The following are a variety of rules I try to stick to when I’m drinking. Most of them have come from conversations and experiences with friends, some from chatting with servers, others from signs posted in bars.
- If you have to work in the morning, never go drinking with people who don’t.
- Shots are for beginning-of-the-evening enjoyment only and serve with appetizers, but not as a nightcap. Any shot provided after the third round should be ignored.
- Always toast before shots. Whoever purchased said round of shots gets first dibs on the toast.
- Tip early, tip often.
- Beer is your friend. Stick with beer and you’ll be cool. A little wine is acceptable too; or perhaps a cocktail or two. But not beer, wine and cocktails. No more than two types of drink should be consumed in an evening.
- Find out your server’s name. Check their nametag or better yet, ask. Also, treat them with respect. Aside from being a common courtesy, this will pay off the longer you’re at the bar.
- When the bartender is slammed, the more complex your drink, the more they will hate you. Limit orders to beer, straight shots and two-part cocktails.
- Get the bartender’s attention with eye contact. NEVER yell out to them.
- Use your head. If you’ve been drinking beer all night and a scotch on the rocks sounds good, keep in mind that your numb tastebuds have their gears set to “beer pace.” Beer is your friend.
- Don’t drink any cocktail prepared by an amateur bartender. This is about the most important rule, especially if it’s a drink they “made up in college.” If Kool-Aid is an ingredient: WARNING.
- If you’re pouring, measure. I cannot stress this enough. Always put the same amount in your cocktails. If you like them strong, fine. Pour a double. But be consistent and use a shotglass.
- Be cautious of how you plug the jukebox. We all love Guns-N-Roses, but not their entire anthology back-to-back. Remember you’re playing music for everybody — not just you.
- If it looks like a happy hour is gonna slip into a bar night, EAT. And eat well. The low-fat side caesar is no match for those six Screaming Purple Gut-Reamers. They make fried cheese-sticks for a reason.
- With *very* few exceptions among the scotches and elsewhere, there is no liquor over 80 proof that is worth dealing with. 100-proof does not equal “fun.”
- Never call in sick to work because you have a hangover. You got yourself into this one, so live with it. This is especially true if it was co-workers you got hammered with.
- That reminds me: Go to the bar with your co-workers. Even if you don’t like to drink. For lots of people, the conversation takes a very different turn as soon as the saloon doors swing open. And there’s no better respect a boss can get than that which derives from an atonal rendition of “Mack the Knife” at Karaoke Hut. Have a Coke.

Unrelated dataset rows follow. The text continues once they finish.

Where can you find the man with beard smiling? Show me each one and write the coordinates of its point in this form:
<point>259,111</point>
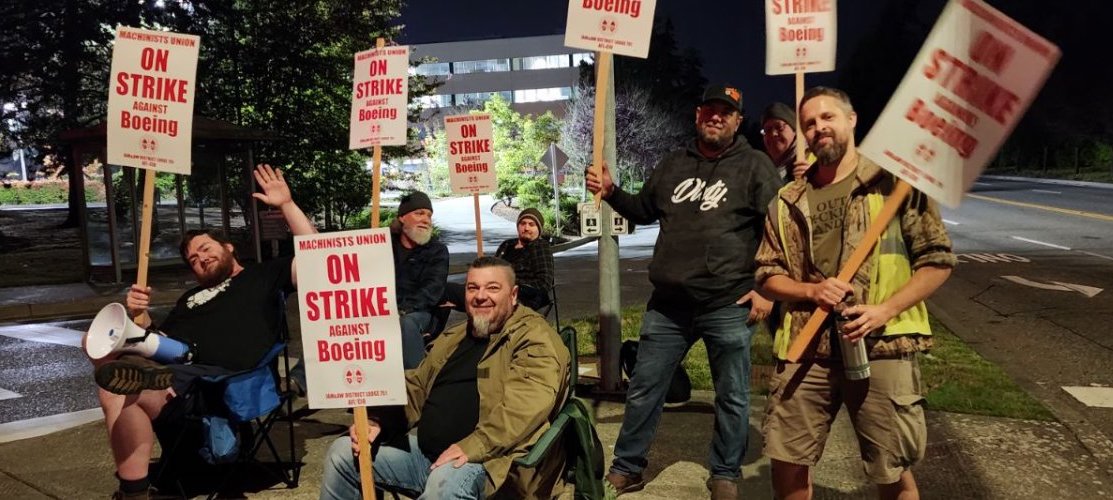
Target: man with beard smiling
<point>421,267</point>
<point>710,198</point>
<point>229,320</point>
<point>480,400</point>
<point>811,229</point>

- Never turn down a drink on the house.
- Find a place you like and become a regular. Not to the point of being a lush, but to the point of the bartenders and wait staff knowing you by name.
- If at all possible, avoid drinking beer out of a plastic cup.
- If there’s a DJ, never say “I’ll give you $5 if you play…”. Tip up front or just don’t bring it up. He won’t believe you. The same goes with servers; never promise a tip “…if…” they do something. Pay up, THEN ask. Again again, tip your servers early and often.
- If someone in your group buys a round of drinks, buy a reciprocal round or pay the tip (or at least offer).
If your drinking nights usually end with kisses on the cheek and “Have a great weekend, everybody,” you’re doing it right. If your drinking nights usually end with split lips and “You have the right to remain silent,” you’re doing it wrong.